Hence with a height of, say, 174:

\[\begin{align*} \text{log-odds of being female} &= -0.68608 \\ \Pr(Y=\text{female} \mid X=174) &= \dfrac{e^{45.75626 + -0.26691 (174)}} {1+ e^{45.75626 + -0.26691 (174)}}\\ &= 0.3349057 \end{align*}\]

We could find this using the predict() function. You have two ways of specifying the type of prediction (as determined by the type argument in predict.glm; see ?predict.gml for details):

  1. The default is on the scale of the linear predictors; Thus for a logistic regression default predictions are of log-odds value for the new data point, which represents the natural logarithm of the odds that the observation belongs to the positive class.
  2. the alternative type = "response" is on the scale of the response variable. Thus for logistic regression, type = "response" gives the predicted probabilities.
# returns the log-odds of being a female
predict(simlog, newdata = data.frame(Height = 174))
         1 
-0.6866771 
# returns the probability of being a female 
predict(simlog, newdata = data.frame(Height = 174), type = "response")
        1 
0.3347727
Warning

The predict function will not work unless your data is stored in a data frame with column names that match the variables used in training your logistic regression model.

# WRONG ways to specify 'newdata' (will produce an error)
predict(simlog, newdata = 174, type = "response")

Since we will be reusing this data, let’s save it to an object:

newdata1 <- data.frame(Height = 174)

To convert the above probability into a classification, simply map observations to whichever class for which it has the highest probability of belonging. In our case \[ \begin{align} \Pr(Y = \text{female} \mid X = 174) &= 0.3347727\\ \implies \Pr(Y = \text{male} \mid X = 174) &= 1 - 0.3347727 \\ &= 0.6652273 \end{align} \]

Since a person with the height of 174 has a higher probability of being male than female, the observation is predicted to be male.

Important

Recall: the output of logistic regression is \(\Pr(Y = 1\mid x)\). Therefore, for binary response variables (\(y = 1\) or \(y = 0\)) any observations with predicted probability greater that 0.5 are classified as class 1.

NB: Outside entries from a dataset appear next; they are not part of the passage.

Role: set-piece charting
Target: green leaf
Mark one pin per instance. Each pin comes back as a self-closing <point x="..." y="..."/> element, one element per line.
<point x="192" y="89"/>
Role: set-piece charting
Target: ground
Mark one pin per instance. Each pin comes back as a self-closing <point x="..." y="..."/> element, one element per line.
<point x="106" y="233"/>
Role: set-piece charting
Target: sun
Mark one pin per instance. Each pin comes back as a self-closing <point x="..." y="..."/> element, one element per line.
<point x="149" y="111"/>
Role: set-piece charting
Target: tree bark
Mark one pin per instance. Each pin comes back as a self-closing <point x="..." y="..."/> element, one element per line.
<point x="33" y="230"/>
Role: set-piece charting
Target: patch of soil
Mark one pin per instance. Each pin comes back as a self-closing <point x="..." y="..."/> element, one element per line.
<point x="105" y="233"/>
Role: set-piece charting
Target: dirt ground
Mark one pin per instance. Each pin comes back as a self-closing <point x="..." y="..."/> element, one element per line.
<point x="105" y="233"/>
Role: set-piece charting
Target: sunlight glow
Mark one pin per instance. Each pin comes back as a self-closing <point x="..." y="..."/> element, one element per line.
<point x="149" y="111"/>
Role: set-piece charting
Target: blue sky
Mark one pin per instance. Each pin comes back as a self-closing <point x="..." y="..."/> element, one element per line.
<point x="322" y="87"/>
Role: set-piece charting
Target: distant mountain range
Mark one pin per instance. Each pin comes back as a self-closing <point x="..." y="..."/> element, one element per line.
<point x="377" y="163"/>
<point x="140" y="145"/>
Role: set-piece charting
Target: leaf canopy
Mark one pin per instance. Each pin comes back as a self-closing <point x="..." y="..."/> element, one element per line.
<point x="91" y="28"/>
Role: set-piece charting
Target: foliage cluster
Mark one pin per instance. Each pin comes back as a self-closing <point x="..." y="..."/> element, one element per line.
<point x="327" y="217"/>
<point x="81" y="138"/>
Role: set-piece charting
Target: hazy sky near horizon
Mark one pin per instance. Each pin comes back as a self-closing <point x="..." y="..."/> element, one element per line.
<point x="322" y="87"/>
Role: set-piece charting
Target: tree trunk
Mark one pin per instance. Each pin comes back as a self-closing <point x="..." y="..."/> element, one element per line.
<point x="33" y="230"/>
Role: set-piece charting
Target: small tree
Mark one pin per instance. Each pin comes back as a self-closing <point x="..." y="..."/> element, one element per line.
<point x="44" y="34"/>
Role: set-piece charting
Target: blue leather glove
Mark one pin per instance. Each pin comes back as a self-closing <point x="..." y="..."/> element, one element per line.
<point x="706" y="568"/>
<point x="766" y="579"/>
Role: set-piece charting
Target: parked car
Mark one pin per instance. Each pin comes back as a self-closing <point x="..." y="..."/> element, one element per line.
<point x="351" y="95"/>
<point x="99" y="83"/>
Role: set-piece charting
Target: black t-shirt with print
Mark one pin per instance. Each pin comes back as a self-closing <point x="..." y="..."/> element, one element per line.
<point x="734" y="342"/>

Classification Performance

Test Error

To evaluate the performance of our logistic regression model, we compute the test error by applying the model to the test set, predicting the class labels for each observation, and comparing these predictions to the actual class labels. The test error reflects how well the model generalizes to new, unseen data.

To calculate the test error in R:

  1. Predict probabilities for the test set using the trained model.
  2. Convert probabilities to class predictions using a threshold (typically 0.5 for binary classification).
  3. Compare the predictions to the true class labels and calculate the error rate.

Step 1: Predict probabilities for the test set

We first predict the probabilities of the test set observations belonging to the female class.

# Predict probabilities (of being female) on the test set
pred.prob <- predict(simlog, newdata = test_data, type = "response")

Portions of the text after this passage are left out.